It started me thinking about what an anachronism this is now. Post-script. In the days before WYSIWYG editors when text was always serial and if you remembered something after the fact you had to add it to the end. Why would you do that now? Why not just stick it inline, where it would have been if you'd thought of it at the time?
Two possibilities sprang to mind. Maybe adding it in at the right place would disturb the sense of the sentence, and you don't have time (or you're too lazy) to frig around with it. Far simpler to just jot the thought down whole, at the end, in a PS.

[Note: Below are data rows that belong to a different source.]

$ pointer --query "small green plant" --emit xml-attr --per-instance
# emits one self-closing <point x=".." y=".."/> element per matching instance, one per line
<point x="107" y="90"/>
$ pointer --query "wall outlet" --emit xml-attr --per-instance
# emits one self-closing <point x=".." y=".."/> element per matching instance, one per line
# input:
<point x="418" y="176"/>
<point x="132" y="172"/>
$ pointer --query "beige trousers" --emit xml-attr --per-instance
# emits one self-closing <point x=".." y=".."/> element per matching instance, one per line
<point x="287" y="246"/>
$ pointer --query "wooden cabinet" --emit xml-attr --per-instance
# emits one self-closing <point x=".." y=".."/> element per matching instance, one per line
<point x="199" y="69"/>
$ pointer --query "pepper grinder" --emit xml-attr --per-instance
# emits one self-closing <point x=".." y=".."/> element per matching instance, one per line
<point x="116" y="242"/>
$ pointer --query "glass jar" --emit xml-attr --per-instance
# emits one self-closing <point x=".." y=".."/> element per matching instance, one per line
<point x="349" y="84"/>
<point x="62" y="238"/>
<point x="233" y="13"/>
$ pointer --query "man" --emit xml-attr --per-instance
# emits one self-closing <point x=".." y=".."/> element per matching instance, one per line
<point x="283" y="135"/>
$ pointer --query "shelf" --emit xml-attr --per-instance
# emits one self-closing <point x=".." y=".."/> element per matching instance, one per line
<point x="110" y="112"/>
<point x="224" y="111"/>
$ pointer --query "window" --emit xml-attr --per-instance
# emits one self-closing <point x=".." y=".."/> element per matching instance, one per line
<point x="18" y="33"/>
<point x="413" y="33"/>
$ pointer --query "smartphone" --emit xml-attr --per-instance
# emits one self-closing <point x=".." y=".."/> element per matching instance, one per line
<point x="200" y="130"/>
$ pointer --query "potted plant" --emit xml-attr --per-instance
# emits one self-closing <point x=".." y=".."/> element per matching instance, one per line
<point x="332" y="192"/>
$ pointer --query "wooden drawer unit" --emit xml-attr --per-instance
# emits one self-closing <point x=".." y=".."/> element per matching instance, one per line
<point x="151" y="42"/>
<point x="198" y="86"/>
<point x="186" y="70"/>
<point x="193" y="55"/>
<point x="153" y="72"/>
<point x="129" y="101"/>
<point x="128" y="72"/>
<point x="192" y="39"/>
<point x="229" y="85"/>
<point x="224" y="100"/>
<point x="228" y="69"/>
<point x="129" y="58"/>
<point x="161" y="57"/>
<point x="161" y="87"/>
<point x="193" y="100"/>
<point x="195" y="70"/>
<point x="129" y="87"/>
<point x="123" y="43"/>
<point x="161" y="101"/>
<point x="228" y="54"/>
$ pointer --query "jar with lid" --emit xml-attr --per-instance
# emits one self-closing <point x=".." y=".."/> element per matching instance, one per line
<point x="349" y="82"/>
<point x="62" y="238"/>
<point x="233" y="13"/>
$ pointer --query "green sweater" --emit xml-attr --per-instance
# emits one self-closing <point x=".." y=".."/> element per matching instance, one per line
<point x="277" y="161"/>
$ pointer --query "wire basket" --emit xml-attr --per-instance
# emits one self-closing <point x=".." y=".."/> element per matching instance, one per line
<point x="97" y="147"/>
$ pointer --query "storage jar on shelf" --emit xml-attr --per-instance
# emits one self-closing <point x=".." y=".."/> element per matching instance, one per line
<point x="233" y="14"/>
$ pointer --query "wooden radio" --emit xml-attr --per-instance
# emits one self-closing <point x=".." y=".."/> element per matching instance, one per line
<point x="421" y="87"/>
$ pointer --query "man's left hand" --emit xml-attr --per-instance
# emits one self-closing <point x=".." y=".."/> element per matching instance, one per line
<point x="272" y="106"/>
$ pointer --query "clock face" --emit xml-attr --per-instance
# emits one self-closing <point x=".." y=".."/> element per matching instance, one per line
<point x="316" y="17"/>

Or maybe you already sent the email, and you want to make it clear that what you send after it should have been part of it in the first place. Maybe we need another standard subject prefix of "PS:" to go along with "Re:" and "Fw:"
So from a point where I thought PS belonged in the age of Basildon Bond and sealing wax, I've now convinced myself that it'll be around for a fair few years yet.
3 comments:
In my mind, PS. has an important use.
I type as I think, as I feel at the time. If I feel the need to add something, I want the reader to know where the thought came from and when.
Not using PS. is like re-recording a conversation. You would lose too much spontaneity.
I like PS.. but i think it's not probably something you see anyone under 30 or 35 using. Habit of us older pre-digitized generation. I like the spontenaity of it too, like Don.
P.S.? Nothing wrong with it. But when get a P.P.S Now that really worries me.